Japan and Switzerland have both gotten involved in currency markets over the past two days, stepping in to prevent outsized appreciation in the yen and the Swiss franc. Switzerland cut interest rates on Wednesday in an attempt to weaken the franc, while the Japanese government and the Bank of Japan collaborated on moves today in an attempt stifle similar appreciation in the yen.
Roubini has previously said that he thinks future rounds of quantitative easing are on the way. As he pointed out in another tweet today, “I argued last year we will get QE3, then QE4 & then QE5 (the Fed, as in the 1950s, targeting the 10yr Treas at 1.5% once all else fails).”

In January, when he sat down with Steve Forbes, Roubini identified states and local municipalities as potential recipients of QE3.

“Until now, we have back-stopped the states through the federal budget – transfer payments of a variety of sorts to make sure that they don't blow up.

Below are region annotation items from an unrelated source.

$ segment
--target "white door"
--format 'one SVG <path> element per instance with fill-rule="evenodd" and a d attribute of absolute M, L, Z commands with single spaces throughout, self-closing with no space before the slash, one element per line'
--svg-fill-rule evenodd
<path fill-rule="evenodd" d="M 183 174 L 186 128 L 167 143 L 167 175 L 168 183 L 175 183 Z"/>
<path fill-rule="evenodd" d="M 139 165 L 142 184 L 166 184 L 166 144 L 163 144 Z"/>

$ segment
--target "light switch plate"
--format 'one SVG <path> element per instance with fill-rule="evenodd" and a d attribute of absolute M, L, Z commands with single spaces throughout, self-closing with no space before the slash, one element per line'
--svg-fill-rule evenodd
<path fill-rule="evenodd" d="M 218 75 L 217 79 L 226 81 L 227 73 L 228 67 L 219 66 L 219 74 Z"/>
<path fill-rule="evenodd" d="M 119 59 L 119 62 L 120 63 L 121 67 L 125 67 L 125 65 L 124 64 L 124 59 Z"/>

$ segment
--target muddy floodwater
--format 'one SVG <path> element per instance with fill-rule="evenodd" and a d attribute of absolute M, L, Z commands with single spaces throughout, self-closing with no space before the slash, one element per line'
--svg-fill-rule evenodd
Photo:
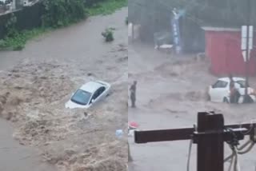
<path fill-rule="evenodd" d="M 138 108 L 129 108 L 129 121 L 138 122 L 142 130 L 193 127 L 198 112 L 223 113 L 226 124 L 250 123 L 256 117 L 256 104 L 206 101 L 206 88 L 217 78 L 209 73 L 207 59 L 194 54 L 166 54 L 135 42 L 129 46 L 129 76 L 130 84 L 138 81 Z M 250 78 L 253 88 L 256 88 L 255 81 Z M 129 137 L 129 141 L 134 159 L 130 171 L 186 170 L 190 141 L 134 144 L 133 137 Z M 228 146 L 225 151 L 226 156 L 231 153 Z M 255 154 L 256 148 L 239 156 L 242 170 L 254 169 Z M 190 170 L 196 170 L 196 145 L 192 148 L 190 165 Z"/>
<path fill-rule="evenodd" d="M 115 137 L 127 128 L 126 16 L 90 18 L 0 53 L 0 170 L 126 170 L 126 138 Z M 112 43 L 101 35 L 108 27 Z M 86 111 L 65 109 L 92 79 L 110 82 L 111 95 Z"/>

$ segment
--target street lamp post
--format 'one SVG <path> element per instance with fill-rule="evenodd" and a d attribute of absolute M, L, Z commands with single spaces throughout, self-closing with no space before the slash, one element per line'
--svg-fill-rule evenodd
<path fill-rule="evenodd" d="M 249 58 L 250 58 L 250 0 L 247 0 L 247 21 L 246 21 L 246 92 L 244 103 L 250 103 L 250 97 L 248 94 L 249 87 Z M 253 31 L 253 30 L 252 30 Z"/>

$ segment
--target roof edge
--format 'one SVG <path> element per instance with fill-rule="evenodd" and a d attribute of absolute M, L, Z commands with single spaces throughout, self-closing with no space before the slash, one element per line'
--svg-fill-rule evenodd
<path fill-rule="evenodd" d="M 241 31 L 240 28 L 227 27 L 202 26 L 202 29 L 205 31 Z"/>

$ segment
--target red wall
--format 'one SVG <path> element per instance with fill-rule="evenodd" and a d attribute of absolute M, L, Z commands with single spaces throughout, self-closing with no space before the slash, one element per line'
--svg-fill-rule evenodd
<path fill-rule="evenodd" d="M 256 41 L 256 39 L 254 38 Z M 256 42 L 254 42 L 256 43 Z M 256 75 L 256 50 L 249 62 L 250 75 Z M 246 65 L 241 51 L 241 32 L 206 31 L 206 53 L 210 58 L 210 71 L 215 75 L 245 75 Z"/>

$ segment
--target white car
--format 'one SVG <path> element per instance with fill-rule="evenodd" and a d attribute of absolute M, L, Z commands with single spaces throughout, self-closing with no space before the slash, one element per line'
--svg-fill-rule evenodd
<path fill-rule="evenodd" d="M 242 78 L 233 78 L 234 86 L 238 90 L 241 97 L 238 99 L 238 103 L 242 103 L 243 97 L 246 93 L 246 80 Z M 209 87 L 208 95 L 209 100 L 213 102 L 230 102 L 230 80 L 229 78 L 222 78 L 212 86 Z M 256 97 L 254 95 L 254 90 L 248 87 L 248 93 L 251 99 L 255 101 Z"/>
<path fill-rule="evenodd" d="M 105 82 L 90 82 L 82 86 L 66 103 L 68 109 L 88 109 L 110 93 L 110 85 Z"/>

At this point, the political willingness to do more of it is limited,” Roubini explained.

“During the crisis, [the Fed] bought even toxic assets of Bear Stearns and of AIG. They could go along the lines – if there are financing pressures like the Europeans – of trying to make stop all the state governments that are in trouble. If Congress doesn't do it, there'll be some pressure on the Fed to do that. That might be a version of QE3, after QE2. QE1 was mostly agencies -- Fannie and Freddie, QE2 was treasuries mostly. QE3 could be state and local debt.”